Posted July. 04, 2005 03:12,   


“Today’s masses can be either throngs or the public,” say an introductory book on political science. Throngs are impulsive, prone to ignorantly following others’ stances, and likely to be seized with blind emotions. Meanwhile, the public has an ability to make rational judgments, thereby becoming an independent entity to form a sound public opinion. When it comes to the netizens, the masses of the Internet world, to which category would they belong?

Indiscriminate character assassination and other personal right infringements on the Internet are getting much more prevalent. Not only public figures but also ordinary citizens are helpless against harsh attacks made behind the veil of anonymity. Now netizens have more clout in the political sphere. The official homepages of the ruling Uri Party and the opposition Grand National Party (GNP) are virtually dominated by postings from a handful of “online nerds on the party member bulletin board.” There are reports that the correlation between policy making and “on-the-web public opinion” has become much more obvious by the day.

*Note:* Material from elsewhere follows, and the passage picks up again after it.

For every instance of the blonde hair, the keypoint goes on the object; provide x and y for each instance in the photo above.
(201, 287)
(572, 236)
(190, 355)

Referring to the netizens’ one-sided drive to create a public opinion, even the term “NetCarthyism” has emerged, which is a coinage of “netizen” and “McCarthyism.” McCarthyism means the great disturbance over rounding up Communists that swept the United States in the 1950s, when a witch hunt led by Senator McCarthy terrified innocent people. Groundless character assassination by netizens somewhat resembles McCarthyism. Netizens reportedly call punishment on their haters a “pilgrimage,” which seems quite virulent.

A few days ago, Prime Minister Lee Hae-chan announced that he would consider introducing an Internet real-name system, citing, “There should be some classifications between areas where anonymity needs to be ensured and those where a real-name basis is required.” A recent survey conducted by Yahoo! also shows that 79 percent of respondents to the survey are in favor of the Internet real-name system, compared to 20 percent against the system. An introduction of an Internet real-name system would greatly reduce groundless curses and slanders. There are also risks, however, that freedom of expression might be curtailed and that private information could be leaked. This is the result of only a few “internet throngs” making the whole water muddy. Calling this as “sowing what one reaped” would be too frustrating for the sensible “internet public.”